During import, you created a categorical attribute called Tissue and assigned the 4 samples to either the muscle or not muscle groups. This step was to create replicates within a group, albeit this grouping is somewhat artificial and is only used in this tutorial because we want to illustrate ANOVA with a small data set. Replicates are a prerequisite for differential expression analysis using ANOVA.
- Select Differential Expression Analysis from the Analyze Known Genes section of the RNA-Seq workflow
- The Differential Expression Analysis dialog offers the choice of analyzing at Gene-,Transcript-, or Exon-level. Select Gene-level
- Specify the 1/gene_rpkm (RNA-Seq_results.gene.rpkm) spreadsheet from the Spreadsheet drop-down menu (Figure 1)
- Select OK to open the ANOVA dialog
Available factors are listed in the Experimental Factor(s) panel on the left-hand side of the dialog.
- Select Tissue, then select Add Factor > to move Tissue to the ANOVA Factor(s) panel on the right-hand side of the dialog (Figure 2)

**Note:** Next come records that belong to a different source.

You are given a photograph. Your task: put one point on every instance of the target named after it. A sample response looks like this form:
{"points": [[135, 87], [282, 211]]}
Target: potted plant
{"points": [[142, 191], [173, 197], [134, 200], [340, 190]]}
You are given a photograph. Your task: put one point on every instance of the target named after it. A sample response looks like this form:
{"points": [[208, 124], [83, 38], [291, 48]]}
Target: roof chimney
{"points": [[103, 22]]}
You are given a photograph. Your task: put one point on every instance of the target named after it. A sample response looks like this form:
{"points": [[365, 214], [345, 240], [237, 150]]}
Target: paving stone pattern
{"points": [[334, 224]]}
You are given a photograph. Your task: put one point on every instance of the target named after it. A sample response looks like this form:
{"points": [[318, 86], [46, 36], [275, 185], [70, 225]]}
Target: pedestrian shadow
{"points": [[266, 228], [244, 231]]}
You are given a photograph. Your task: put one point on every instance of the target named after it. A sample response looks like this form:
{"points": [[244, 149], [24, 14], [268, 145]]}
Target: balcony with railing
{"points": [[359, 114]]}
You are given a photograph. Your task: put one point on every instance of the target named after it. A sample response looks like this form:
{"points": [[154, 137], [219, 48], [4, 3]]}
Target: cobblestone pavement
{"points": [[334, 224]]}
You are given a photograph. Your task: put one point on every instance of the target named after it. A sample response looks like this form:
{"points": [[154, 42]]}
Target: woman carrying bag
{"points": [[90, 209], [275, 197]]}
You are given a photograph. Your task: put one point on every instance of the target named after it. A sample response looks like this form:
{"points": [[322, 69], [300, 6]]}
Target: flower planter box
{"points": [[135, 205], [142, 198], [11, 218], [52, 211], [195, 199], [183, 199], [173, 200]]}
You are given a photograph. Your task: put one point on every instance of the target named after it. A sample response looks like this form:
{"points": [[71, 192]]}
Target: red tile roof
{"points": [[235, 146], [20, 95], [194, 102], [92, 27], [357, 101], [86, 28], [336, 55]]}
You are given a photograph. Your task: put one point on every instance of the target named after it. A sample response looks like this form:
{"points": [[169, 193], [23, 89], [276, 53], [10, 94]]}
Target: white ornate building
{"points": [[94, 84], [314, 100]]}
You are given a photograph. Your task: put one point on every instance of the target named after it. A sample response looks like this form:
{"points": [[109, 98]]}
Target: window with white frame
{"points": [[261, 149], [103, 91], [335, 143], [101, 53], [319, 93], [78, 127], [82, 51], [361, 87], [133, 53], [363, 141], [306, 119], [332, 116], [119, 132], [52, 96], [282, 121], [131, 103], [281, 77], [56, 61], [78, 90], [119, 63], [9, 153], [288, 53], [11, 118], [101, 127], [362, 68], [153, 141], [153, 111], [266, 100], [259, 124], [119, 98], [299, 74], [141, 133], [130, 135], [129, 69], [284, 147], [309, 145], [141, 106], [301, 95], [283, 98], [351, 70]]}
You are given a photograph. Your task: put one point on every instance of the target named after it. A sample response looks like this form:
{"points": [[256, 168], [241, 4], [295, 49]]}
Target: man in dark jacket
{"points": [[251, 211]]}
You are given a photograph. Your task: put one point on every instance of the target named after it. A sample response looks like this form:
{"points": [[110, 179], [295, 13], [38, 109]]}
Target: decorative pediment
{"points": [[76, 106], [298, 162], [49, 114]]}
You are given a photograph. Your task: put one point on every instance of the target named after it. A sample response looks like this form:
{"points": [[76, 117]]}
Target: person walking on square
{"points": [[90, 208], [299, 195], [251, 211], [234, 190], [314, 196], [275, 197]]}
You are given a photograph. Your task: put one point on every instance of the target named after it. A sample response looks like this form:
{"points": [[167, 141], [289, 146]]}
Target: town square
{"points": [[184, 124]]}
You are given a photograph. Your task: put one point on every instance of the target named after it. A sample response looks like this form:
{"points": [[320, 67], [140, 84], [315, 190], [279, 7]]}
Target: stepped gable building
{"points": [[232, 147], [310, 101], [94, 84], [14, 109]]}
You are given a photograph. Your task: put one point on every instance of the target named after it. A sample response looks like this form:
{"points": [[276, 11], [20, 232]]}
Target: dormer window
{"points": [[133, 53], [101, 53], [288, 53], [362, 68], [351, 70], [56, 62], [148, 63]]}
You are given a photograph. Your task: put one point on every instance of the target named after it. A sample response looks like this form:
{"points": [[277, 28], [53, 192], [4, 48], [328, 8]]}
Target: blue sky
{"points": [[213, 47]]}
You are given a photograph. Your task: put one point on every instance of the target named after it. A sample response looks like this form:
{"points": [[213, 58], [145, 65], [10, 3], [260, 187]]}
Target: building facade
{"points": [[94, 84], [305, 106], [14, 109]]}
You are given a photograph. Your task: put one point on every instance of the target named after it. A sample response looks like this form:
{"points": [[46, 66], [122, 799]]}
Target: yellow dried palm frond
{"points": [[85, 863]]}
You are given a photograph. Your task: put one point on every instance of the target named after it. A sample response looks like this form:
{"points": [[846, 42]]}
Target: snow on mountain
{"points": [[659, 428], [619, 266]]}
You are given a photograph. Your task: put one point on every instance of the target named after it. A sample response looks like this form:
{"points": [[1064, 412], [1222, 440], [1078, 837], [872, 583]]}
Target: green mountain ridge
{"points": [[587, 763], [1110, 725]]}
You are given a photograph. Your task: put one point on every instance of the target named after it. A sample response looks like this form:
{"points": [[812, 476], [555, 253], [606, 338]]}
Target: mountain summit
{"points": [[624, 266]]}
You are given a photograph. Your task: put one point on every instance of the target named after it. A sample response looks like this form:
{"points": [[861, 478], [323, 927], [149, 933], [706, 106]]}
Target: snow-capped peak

If the ANOVA were now performed (without contrasts), a p-value for differential expression would be calculated, but would only indicate if there are differences within the factor Tissue; it would not inform you which groups are different or give any information on the magnitude of the change between groups (fold-change or ratio). To get this more specific information, you need to define linear contrasts.
- Select Contrasts... to open the Configure dialog
- For Select Factor/Interaction, Tissue will be the only factor available as it was the only factor included in the ANOVA model in the previous step; if multiple factors were included, they could be selected in the Select Factor/Interaction: drop-down menu. The levels in this factor are listed on the Candidate Level(s) panel on the left side of the dialog
- Left click to select muscle from the Candidate Level(s) panel and move it to the Group 1 panel (renamed muscle) by selecting Add Contrast Level > in the top half of the dialog. Label 1 will be changed to the subgroup name automatically, but you can also manually specify the label name
- Select not muscle from the Candidate Level(s) panel and move it to the Group 2 panel (renamed not muscle)
- The Add Contrast button can now be selected (Figure 3)
- Select OK to return to the ANOVA dialog
- Select OK to perform the ANOVA as configured (Figure 4)
Once the ANOVA has been performed on each gene in the dataset, an ANOVA child spreadsheet ANOVA-1way (ANOVAResults) will appear under the gene_rpkm spreadsheet (Figure 5). The format of the ANOVA spreadsheet is similar for all workflows. Mouse over each column title for a description of the column contents.
In this tutorial, the overall p-value for the factor (column 4) is the same as the p-value for the linear contrast (column 5) as there are only two levels within Tissue. If we had more than two groups, the overall p-value and the linear contrast p-values would most likely differ. You can also see the ? symbol in the ratio/fold-change columns (6 and 7) for several genes that also have a low p-value because there are zero reads in one of the groups, making it impossible to calculate ratios and fold-changes between groups.
For a more detailed example of ANOVA set up, including multiple factors and linear contrasts, please refer to Identifying Differentially Expressed Genes using ANOVA in the Gene Expression Analysis tutorial.